Olivia de Havilland (1916 – 2020) was a two-time Academy Award Winner for Best Actress. She was the last remaining major movie star from Hollywood’s Golden Age when she passed away at her home in Paris, France, at 104.
1. De Havilland was born in Tokyo, Japan. Her father was an English professor at the Imperial University in Tokyo City at the time of her birth. Her parents were both citizens of the United Kingdom so she became an automatic citizen.
De Havilland as Alice in the Saratoga Community Players production of Alice in Wonderland in 1933 |
2. She took ballet lessons at four and piano lessons at five and could read before she was six.
3. De Havilland originally planned on becoming a schoolteacher, focusing on English and speech; she received a scholarship to Mills College in Oakland, CA for this pursuit.
4. She was reluctant to become a film actress but was convinced by director Max Reinhardt (who in some respect discovered her) and producer Henry Blake to sign a contract in 1934 with Warner Bros. Her starting salary was $200 a week, an amazing sum for an 18-year-old actress.
Two perfect profiles: Olivia de Havilland and Errol Flynn in Captain Blood |
5. At age nineteen, de Havilland starred opposite another newcomer, Errol Flynn in Captain Blood, released in 1935. The pairing of the two stars was so popular with the public that they made a total of eight films together.
6. De Havilland was cast as Maid Marian opposite Errol Flynn in the Technicolor classic The Adventures of Robin Hood (1938). It was one of the most popular adventure films of the late 1930s.
7. She managed to convince Warner Bros Studio head Jack Warner (with the help of his wife) to be loaned to David O. Selznick to play Melanie Hamilton in Gone with the Wind (1939). She would receive the first of five Academy Award nominations for her role. The New York Times wrote as Melanie de Havilland’s performance “is a gracious, dignified, tender gem of characterization.”

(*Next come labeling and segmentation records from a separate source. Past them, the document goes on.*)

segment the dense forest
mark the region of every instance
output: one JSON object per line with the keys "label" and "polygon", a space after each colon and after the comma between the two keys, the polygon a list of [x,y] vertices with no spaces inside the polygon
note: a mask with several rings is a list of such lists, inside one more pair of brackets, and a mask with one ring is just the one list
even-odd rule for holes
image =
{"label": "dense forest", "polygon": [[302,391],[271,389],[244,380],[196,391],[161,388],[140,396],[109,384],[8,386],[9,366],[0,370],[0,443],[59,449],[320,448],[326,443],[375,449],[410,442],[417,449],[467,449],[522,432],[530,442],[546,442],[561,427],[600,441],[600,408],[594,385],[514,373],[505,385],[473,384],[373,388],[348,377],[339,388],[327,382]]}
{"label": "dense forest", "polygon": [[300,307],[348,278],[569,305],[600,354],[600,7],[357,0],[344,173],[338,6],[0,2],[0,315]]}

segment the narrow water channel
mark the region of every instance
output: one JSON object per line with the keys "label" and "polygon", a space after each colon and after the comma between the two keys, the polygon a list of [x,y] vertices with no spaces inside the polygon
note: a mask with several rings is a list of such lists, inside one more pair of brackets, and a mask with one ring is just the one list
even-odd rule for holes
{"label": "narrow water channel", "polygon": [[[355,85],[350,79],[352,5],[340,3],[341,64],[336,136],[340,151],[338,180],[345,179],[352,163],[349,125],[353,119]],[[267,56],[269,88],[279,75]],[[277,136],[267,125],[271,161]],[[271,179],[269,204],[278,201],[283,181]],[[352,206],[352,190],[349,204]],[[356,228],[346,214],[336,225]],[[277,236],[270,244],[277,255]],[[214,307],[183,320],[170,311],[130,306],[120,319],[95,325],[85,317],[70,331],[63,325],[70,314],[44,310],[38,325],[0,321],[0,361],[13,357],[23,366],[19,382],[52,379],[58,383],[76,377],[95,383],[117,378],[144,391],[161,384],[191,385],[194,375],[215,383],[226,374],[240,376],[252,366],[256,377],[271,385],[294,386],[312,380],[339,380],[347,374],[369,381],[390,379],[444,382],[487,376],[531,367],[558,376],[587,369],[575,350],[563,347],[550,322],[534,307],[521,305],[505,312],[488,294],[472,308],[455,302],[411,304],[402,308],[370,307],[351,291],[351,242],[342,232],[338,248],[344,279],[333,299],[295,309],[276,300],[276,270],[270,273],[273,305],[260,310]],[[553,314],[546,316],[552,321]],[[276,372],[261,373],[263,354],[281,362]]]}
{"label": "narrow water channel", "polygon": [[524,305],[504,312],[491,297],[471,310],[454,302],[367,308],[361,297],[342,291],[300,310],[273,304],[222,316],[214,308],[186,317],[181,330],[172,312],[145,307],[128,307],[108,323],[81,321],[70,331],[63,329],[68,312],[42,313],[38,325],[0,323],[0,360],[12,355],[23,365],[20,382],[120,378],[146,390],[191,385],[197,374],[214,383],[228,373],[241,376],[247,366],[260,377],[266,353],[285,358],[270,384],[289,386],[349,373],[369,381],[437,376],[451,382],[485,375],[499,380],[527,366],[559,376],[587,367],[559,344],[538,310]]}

8. In 1943 she sued Warner Bros. after her contract was up but the studio contended that she owed them an additional six months for the times she had been suspended for turning down certain roles. She won her case (known today as the De Havilland Law) but Warner Bros. blacklisted de Havilland which resulted in her not working for almost two years.
De Havilland (center) played a patient in a state mental hospital in The Snake Pit (1948) |
9. In 1945, de Havilland began filming To Each His Own. She played an unwed mother who gives her child up for adoption. In the film, she ages almost 30 years. She won her first Best Actress Oscar for her performance, marking a remarkable comeback.
De Havilland and Yvette Mieux in Light in the Piazza (1962) |
10. She was appointed a Chevaliler of the Legion d’honneur, the highest decoration in France in 2010 by President Nicolas Sarkozy, and was appointed Dame of the Order of the British Empire in 2017 by Queen Elizabeth II.